Struck a chord
MORE on audience reactions as Anne Smith tells us: “I attended
a performance by Italian pianist and composer Ludovico Einaudi at Glasgow Concert Hall. At the end
the audience got to its feet, cheering and clapping for an amazing performance. A young man at the end of our row got carried away and shouted in true Glasgow fashion, ‘Gon yersel ya mad b*****d!’”
Got his number
OUR mention of television fashion presenter Gok Wan reminds David Corstorphine in Cellardyke: “There’s a hairdresser based in North East Fife who, because of his dark features, spiky black hair and thick black rimmed specs, is known as ‘Gok Twa’.”
Very slick
WE close the book on our school jotter stories with Lachlan Bradley telling us: “While teaching in Greenock in the late 1970s I came across a jotter with emblazoned across the front, the name of the owner’s favourite punk performer, ‘Sid Viscous’. Thick and sticky?
Sid would have approved.”
Icy response
YES, excitement growing for the curling at the Olympics just now. It reminds Russell Duncan: “Some years ago a group of Arran licensees visited the Magnum Centre in
Irvine for the licensing court. Afterwards,with time to kill before the return ferry, a first try at curling seemed like a good idea. All was going well until one of our party misdirected a stone that unfortunately careered into the
next lane, where the final end of an important match between Fenwick and Kilmaurs Ladies was reaching its exciting climax, sending the counting stones in all directions. A hasty retreat to Ardrossan followed.”
He was stuffed
BEAUTIFUL Valentine’s poem by Jim C Wilson in The Herald yesterday as Poem Of The Day. Jim described the unexpected difficulties of poem writing the other day when he explained in his blog: “Last week
I submitted a poem to Orbis magazine.
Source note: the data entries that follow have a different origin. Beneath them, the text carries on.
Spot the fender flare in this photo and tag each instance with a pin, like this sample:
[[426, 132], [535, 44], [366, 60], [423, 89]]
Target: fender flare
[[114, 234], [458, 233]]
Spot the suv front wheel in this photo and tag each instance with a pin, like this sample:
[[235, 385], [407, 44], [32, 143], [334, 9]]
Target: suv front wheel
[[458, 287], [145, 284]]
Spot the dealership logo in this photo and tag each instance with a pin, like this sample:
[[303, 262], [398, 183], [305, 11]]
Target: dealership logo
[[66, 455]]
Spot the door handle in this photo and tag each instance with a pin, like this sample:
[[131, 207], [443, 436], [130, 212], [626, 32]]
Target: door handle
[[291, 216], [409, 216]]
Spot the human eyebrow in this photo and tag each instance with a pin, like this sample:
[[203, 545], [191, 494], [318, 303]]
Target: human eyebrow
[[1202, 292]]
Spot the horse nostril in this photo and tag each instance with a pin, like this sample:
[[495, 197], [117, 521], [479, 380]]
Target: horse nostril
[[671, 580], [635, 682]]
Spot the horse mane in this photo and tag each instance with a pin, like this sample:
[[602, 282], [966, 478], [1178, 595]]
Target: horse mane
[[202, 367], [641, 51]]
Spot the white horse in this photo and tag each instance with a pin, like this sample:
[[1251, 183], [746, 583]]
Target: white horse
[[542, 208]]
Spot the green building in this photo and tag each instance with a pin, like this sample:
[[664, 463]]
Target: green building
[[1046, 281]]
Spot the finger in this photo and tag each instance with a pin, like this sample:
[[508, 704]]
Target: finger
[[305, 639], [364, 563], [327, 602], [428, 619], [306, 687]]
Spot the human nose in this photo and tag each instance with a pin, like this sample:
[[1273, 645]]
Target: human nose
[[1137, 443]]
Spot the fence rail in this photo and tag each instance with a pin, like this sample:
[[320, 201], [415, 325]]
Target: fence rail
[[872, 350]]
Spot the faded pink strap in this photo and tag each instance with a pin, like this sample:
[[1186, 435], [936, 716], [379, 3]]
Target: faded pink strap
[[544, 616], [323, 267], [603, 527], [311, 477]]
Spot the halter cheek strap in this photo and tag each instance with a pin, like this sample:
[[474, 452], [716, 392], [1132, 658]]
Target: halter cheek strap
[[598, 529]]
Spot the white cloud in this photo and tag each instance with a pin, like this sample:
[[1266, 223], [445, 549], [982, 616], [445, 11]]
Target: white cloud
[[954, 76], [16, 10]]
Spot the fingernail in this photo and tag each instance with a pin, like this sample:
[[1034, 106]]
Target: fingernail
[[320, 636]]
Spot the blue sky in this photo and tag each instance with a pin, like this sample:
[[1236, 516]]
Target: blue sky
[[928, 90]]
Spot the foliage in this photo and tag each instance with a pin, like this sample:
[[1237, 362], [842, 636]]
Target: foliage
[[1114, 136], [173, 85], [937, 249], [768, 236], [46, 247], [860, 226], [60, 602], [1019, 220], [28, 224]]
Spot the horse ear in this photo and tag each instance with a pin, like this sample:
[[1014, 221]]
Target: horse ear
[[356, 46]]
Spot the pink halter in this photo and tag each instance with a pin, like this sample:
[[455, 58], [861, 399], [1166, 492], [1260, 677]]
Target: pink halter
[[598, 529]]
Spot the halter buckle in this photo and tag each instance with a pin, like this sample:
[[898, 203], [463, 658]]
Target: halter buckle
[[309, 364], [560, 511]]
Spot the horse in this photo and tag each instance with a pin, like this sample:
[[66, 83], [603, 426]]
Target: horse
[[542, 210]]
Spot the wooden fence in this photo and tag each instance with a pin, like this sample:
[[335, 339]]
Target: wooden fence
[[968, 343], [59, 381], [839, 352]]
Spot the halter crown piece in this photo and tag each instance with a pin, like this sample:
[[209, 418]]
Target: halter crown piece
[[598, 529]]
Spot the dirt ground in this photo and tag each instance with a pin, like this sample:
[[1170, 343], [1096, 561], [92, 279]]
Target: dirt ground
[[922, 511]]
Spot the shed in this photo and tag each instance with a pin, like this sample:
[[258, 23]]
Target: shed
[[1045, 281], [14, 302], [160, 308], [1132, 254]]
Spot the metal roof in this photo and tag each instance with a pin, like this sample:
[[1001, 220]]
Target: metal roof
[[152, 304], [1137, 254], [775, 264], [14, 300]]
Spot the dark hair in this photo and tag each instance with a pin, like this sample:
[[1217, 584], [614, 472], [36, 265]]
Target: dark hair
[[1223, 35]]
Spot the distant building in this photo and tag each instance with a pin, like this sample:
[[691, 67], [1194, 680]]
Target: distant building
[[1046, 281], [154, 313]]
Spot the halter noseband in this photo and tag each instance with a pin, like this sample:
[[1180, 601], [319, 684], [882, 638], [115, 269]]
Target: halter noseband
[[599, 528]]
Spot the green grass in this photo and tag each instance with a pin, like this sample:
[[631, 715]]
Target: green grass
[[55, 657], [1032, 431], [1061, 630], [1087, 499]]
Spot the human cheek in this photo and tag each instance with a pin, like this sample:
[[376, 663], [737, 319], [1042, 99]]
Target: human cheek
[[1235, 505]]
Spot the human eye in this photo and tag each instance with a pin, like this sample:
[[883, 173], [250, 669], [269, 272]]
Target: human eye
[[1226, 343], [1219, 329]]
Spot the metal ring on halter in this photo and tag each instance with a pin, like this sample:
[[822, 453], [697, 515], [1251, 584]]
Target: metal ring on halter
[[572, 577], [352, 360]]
The editor said, politely, that she wouldn’t publish a poem with the line, ‘The golliwog loves to laze in his cot.’ After some exchanges, I offered, ‘The teddy bear loves to laze in his cot.’ Accepted! But have I been a victim of the dreaded Political Correctness? (It is the weird couple in the poem who choose to have a golliwog in a cot.)”
Never too old
GROWING old continued. A Hillhead reader explains to us:
“The stages of getting old are:
1) Shocked to see that some famous person is younger than you.
2) Not surprised any more because they are all younger.”
Chin up
WE mentioned celebs fighting back on social media. Today we commend actress Helen George who plays the perky Trixie Franklin in the feel-good TV drama Call The Midwife. When
a viewer commented on social media that she had put on weight and should go on a diet, Helen herself replied: “Sorry if my chins offended you. I chose to feed my baby healthily and not starve myself in a selfish act to look good on TV. Would you say this to a pregnant lady’s face? You should look on pregnant ladies’ multiple chins with love, they are busy making the future, x.”
Giving a toss
TODAY’S piece of daftness comes from Joe Heenan, who declared: “Pancake Day has become way too commercialised. When I was a kid we had to go into the forest and catch our own pancakes. Now kids can download their pancakes with an app. or something.”